To see this, first note that the first statement necessarily means that $X$ can be well-ordered (since it can be mapped into a well-ordered set injectively). So it suffices to show that for well-ordered sets this happens, while the axiom of choice fails. In fact it suffices to show that for every ordinal $\alpha$, $\aleph_{\alpha+1}\nleq2^{\aleph_\alpha}$.
Apter showed that it is consistent from a $3$-huge cardinal that there is a model of $\sf ZF$ in which every successor cardinal is Ramsey. (The paper mentions at the end that the consistency strength can be lowered to an almost huge cardinal.)
The proof that Ramsey cardinals are strongly inaccessible can be followed in $\sf ZF$ to obtain that if $\kappa\leq2^\lambda$ for some $\lambda<\kappa$, then $\kappa$ is not weakly compact, and in particular not Ramsey. The idea lies in the fact that in the lexicographic ordering of $2^\lambda$ there is no sequence which is strictly increasing, or strictly decreasing, of length $\lambda^+$.

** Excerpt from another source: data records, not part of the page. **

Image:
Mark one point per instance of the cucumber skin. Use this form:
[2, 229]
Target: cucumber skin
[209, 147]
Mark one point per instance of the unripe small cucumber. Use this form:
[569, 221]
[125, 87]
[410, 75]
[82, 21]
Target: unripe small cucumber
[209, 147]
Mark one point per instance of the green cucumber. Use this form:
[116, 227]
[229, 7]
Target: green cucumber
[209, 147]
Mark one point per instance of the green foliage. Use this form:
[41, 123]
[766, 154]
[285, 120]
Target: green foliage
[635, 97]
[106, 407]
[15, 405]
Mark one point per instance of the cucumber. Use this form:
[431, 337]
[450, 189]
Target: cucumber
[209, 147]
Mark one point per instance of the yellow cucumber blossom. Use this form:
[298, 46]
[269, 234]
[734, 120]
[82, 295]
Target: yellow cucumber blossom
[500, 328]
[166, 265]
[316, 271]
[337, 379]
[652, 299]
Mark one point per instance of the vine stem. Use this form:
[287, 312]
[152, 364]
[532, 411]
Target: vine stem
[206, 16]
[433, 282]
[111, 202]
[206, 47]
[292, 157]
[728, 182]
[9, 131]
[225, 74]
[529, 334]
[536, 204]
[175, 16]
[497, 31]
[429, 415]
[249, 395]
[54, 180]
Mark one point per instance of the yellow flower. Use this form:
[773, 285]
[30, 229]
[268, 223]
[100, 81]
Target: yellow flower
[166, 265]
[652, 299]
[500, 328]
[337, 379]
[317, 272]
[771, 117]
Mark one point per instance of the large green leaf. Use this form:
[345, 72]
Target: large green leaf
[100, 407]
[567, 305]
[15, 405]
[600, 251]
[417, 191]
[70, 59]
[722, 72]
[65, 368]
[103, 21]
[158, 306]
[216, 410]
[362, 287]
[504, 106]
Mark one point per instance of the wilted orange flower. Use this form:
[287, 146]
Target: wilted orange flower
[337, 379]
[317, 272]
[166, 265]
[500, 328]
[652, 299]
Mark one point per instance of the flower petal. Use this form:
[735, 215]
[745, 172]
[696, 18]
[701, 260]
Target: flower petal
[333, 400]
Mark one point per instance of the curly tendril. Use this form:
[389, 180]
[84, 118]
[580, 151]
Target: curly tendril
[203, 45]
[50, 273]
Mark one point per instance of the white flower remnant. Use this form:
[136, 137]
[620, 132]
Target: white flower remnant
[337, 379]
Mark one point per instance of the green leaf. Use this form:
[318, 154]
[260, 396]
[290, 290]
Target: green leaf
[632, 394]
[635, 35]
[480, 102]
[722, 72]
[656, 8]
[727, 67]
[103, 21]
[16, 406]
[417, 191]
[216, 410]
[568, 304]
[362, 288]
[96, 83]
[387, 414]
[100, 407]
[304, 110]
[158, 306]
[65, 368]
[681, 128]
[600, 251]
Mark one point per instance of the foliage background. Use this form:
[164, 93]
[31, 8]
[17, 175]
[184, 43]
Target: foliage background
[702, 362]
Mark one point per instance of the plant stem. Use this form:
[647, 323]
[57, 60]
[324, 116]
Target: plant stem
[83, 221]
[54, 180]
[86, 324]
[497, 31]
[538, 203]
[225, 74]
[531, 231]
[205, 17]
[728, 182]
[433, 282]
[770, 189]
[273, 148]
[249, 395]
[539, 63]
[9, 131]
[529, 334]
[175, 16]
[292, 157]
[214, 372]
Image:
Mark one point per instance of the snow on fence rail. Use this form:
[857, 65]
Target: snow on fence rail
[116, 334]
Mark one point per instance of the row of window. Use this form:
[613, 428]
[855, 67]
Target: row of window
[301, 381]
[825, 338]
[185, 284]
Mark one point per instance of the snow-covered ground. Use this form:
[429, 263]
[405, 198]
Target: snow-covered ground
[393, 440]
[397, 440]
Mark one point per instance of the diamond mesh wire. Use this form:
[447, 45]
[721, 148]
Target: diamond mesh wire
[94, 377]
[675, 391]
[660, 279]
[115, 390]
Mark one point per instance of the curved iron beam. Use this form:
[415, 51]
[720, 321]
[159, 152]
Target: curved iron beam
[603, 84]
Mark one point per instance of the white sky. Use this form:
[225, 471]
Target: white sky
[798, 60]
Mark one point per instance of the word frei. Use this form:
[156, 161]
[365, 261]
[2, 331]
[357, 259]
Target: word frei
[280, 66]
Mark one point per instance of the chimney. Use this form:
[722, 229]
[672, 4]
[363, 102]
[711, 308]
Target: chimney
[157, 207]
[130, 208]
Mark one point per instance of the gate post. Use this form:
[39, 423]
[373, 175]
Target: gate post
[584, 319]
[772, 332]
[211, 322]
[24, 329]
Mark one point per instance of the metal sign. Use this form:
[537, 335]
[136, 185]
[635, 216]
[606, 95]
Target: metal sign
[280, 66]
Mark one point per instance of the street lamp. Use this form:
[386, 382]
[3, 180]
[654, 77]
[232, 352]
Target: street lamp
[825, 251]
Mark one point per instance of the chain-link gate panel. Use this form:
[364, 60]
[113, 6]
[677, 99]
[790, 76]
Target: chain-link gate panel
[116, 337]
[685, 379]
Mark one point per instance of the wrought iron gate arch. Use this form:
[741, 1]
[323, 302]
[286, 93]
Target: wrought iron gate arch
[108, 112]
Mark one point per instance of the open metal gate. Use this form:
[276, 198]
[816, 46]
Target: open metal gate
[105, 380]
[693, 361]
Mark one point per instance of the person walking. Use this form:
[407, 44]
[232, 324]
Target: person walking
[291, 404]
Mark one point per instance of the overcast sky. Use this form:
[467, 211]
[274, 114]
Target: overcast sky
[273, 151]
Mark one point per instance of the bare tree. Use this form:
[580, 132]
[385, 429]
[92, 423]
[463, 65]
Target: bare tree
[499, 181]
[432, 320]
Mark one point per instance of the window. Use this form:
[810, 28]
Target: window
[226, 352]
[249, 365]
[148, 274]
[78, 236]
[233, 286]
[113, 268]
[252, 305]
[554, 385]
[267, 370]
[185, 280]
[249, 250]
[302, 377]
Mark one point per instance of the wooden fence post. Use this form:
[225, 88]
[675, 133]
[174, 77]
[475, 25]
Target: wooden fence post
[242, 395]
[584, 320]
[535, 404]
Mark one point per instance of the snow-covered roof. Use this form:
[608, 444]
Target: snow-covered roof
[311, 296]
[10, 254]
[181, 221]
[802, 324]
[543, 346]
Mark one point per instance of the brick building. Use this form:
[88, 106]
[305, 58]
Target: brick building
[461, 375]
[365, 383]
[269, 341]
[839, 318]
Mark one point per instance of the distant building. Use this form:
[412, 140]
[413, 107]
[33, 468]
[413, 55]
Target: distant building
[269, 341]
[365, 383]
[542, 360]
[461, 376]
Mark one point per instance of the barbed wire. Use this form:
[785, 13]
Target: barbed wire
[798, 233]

While the failure of $\sf GCH(1)\rightarrow AC$ is probably not equiconsistent with a $3$-huge, or even an almost huge cardinal, it does imply the consistency of some large cardinals, to say the least.
If $\kappa^+\nleq2^\kappa$, then given any inner model $M$ which satisfy $\sf AC$, it is necessarily the case that $(\kappa^+)^M<(\kappa^+)^V$. Otherwise the two models agree on $\kappa^+$, and in $V$ the set $\mathcal P(\kappa)$ can only be larger.
This means that in any inner model satisfying choice, $\kappa^+$ is a limit cardinal. If $\kappa^+$ is regular there, it is inaccessible; if $\kappa$ happened to be singular, then we move to the next point.
Suppose that $\kappa$ is singular in $V$, either it is regular in some inner model, in which case $0^\#$ exists and we jumped quite high in the consistency strength; or $\kappa^+$ is a limit cardinal in $L$ (by the argument above) and therefore $(\kappa^+)^L\neq(\kappa^+)^V$ and we get back to $0^\#$.
My guess is that you can obtain this for successor ordinals without much more than a proper class of inaccessible cardinals; but once you need to change the successors of singular cardinals, you are in for much larger cardinals than just that.